When they were born, they all popped out ‘physically healthy’.
Ten fingers, ten toes as the midwife said.
As they all grew and developed, we’ve tried to help look after their health and we’ve been fortunate in that generally we aren’t the family that picks up bugs or sickness, we aren’t always full of colds and snot.
But some of the basic things to help us not get sick are difficult for our boys who have autism.
Take something simple, like washing your hands for example.
Before eating, after the loo, perhaps even after going to medical appointments or visiting big public places and attractions?
Seems simple enough, unless you are our Anthony or David.
Anthony has ASD and was diagnosed with ADHD around seven.
His ADHD diagnosis was put him at the extreme end of the scale.
One could argue his ADHD was a greater challenge than his autism.
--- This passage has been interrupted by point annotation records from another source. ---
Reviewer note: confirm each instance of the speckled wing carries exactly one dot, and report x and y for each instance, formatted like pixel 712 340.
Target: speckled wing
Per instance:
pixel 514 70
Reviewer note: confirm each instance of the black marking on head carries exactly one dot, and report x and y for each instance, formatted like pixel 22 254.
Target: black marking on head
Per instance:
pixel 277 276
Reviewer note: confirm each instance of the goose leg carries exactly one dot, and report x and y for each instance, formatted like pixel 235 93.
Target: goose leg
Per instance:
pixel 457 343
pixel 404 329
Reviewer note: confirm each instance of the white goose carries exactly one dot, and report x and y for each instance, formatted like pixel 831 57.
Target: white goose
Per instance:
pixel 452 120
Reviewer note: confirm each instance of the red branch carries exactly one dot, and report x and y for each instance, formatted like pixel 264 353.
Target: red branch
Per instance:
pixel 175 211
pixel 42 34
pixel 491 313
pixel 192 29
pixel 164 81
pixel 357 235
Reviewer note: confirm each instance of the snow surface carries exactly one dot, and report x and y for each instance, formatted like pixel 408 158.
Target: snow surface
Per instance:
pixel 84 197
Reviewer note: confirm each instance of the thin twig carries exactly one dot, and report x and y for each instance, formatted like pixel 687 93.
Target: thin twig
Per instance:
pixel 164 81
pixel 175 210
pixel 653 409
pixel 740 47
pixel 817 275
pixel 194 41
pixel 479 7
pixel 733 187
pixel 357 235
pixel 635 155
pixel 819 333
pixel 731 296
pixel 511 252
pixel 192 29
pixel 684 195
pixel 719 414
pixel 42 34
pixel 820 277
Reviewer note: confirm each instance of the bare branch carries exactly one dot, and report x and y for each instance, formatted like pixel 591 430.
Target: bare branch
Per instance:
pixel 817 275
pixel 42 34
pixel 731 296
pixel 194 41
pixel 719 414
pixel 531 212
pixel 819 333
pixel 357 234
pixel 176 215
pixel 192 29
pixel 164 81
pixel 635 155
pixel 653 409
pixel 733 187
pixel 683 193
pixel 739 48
What good are routines to help with autism of Anthony constantly gets distracted and can’t finish them.
And so, it is with hand washing.
If I ask him to wash his hands in the kitchen and there is anything between him and the sink, it won’t happen.
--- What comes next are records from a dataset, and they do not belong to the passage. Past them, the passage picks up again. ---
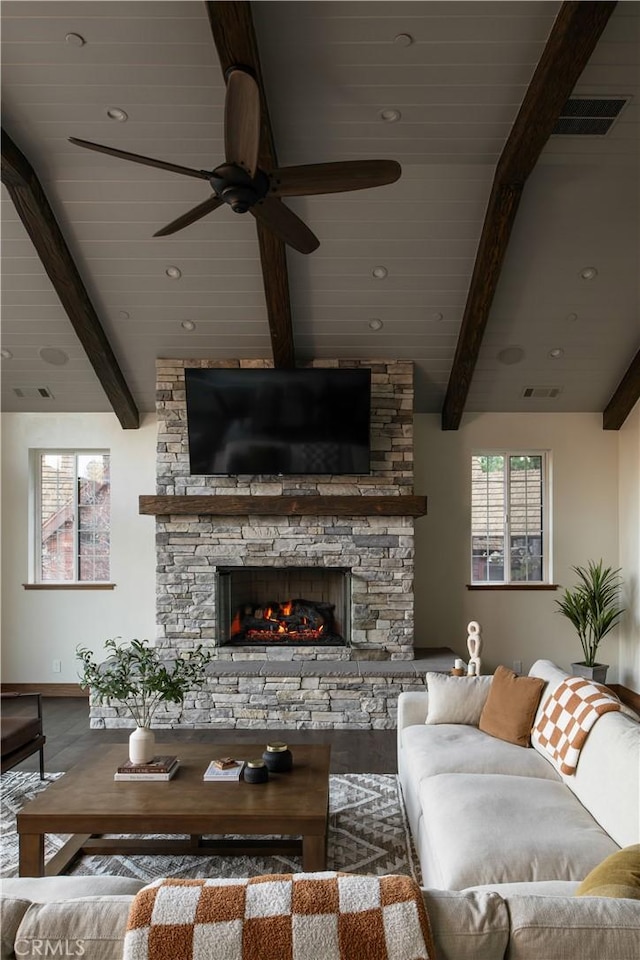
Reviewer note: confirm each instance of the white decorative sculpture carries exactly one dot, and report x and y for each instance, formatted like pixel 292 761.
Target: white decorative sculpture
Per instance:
pixel 474 646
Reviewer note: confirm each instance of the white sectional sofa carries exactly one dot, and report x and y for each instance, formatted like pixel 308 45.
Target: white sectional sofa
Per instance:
pixel 484 812
pixel 502 837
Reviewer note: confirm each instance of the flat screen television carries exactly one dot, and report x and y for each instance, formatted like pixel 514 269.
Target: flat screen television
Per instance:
pixel 265 421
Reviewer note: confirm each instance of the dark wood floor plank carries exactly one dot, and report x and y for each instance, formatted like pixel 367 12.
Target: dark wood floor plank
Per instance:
pixel 69 738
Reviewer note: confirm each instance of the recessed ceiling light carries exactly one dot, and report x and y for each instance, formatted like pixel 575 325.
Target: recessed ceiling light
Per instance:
pixel 511 355
pixel 57 358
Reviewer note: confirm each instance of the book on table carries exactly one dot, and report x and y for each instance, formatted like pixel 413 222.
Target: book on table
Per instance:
pixel 159 768
pixel 221 770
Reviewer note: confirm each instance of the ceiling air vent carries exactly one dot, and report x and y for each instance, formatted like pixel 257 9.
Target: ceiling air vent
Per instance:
pixel 589 116
pixel 541 393
pixel 33 393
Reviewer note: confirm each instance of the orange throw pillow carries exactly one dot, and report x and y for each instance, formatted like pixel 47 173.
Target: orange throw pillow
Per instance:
pixel 510 709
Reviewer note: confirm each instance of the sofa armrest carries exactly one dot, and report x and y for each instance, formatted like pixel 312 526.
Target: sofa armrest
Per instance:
pixel 412 708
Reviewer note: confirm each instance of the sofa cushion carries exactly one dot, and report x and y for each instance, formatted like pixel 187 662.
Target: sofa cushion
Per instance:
pixel 92 927
pixel 558 928
pixel 44 889
pixel 454 748
pixel 456 699
pixel 467 926
pixel 492 828
pixel 617 876
pixel 12 910
pixel 511 707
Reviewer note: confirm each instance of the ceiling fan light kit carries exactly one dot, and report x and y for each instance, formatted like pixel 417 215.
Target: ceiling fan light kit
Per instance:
pixel 242 186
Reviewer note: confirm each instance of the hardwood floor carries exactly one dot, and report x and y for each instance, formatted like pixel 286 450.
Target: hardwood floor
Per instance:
pixel 66 726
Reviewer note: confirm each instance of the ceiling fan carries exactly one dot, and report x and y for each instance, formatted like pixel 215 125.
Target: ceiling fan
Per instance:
pixel 240 183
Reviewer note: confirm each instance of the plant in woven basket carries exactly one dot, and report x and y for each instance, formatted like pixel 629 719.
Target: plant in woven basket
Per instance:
pixel 593 606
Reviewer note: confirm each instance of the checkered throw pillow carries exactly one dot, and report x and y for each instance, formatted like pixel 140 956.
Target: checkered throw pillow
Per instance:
pixel 303 916
pixel 567 717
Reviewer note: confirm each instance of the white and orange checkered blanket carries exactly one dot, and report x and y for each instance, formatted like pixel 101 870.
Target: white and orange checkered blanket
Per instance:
pixel 567 717
pixel 293 916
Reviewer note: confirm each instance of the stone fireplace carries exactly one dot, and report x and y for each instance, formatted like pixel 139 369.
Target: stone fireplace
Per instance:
pixel 291 606
pixel 371 554
pixel 339 549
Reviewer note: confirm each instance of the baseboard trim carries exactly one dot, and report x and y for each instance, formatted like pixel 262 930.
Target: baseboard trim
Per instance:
pixel 46 689
pixel 629 697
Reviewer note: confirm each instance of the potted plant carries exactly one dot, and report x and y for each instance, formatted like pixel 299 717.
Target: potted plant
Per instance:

I’ve found him tying his shoe laces in the hall, pouring himself a drink or even playing on the iPad whilst stood next to the sink.
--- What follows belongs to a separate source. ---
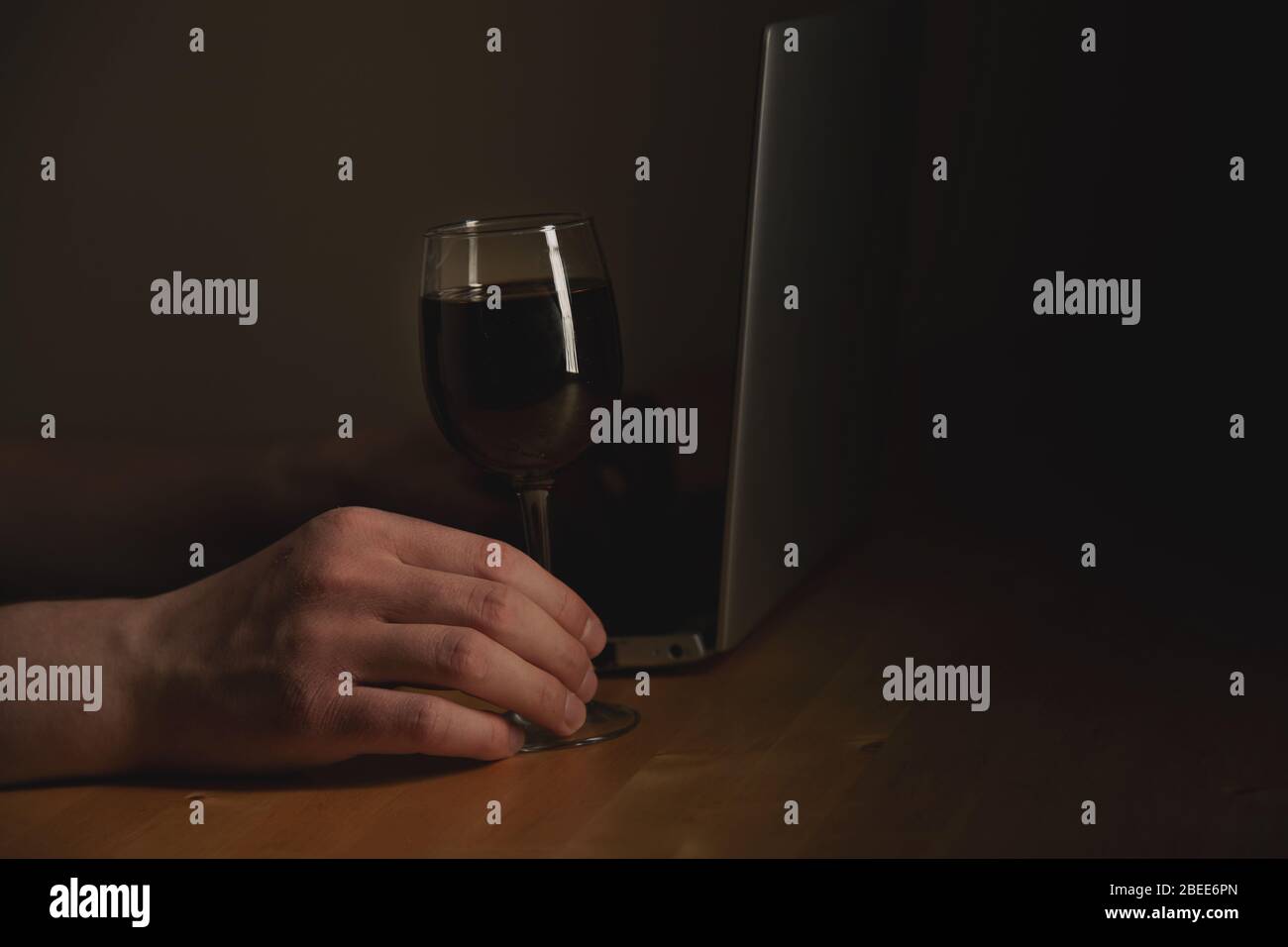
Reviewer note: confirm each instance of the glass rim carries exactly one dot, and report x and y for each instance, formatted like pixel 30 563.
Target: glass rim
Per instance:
pixel 507 226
David on the other hand, as another child with autism, really struggles with routine and generalising sometimes.
He’ll wash his hands in the sink at school, but not the sink at home.
Or he’ll only wash his hands if a certain towel is there, or a certain soap, or if you ask in a certain way.
Put this together with the fact that David id pre-verbal and can’t tell you what isn’t where it should be and it’s a big guessing game that will can result in him running away and me chasing him with baby wipes.
All I can do though is support the boys.
Their sister helps by setting examples, and she’ll let Anthony wash his hands first so he ‘doesn’t forget’ while she does it.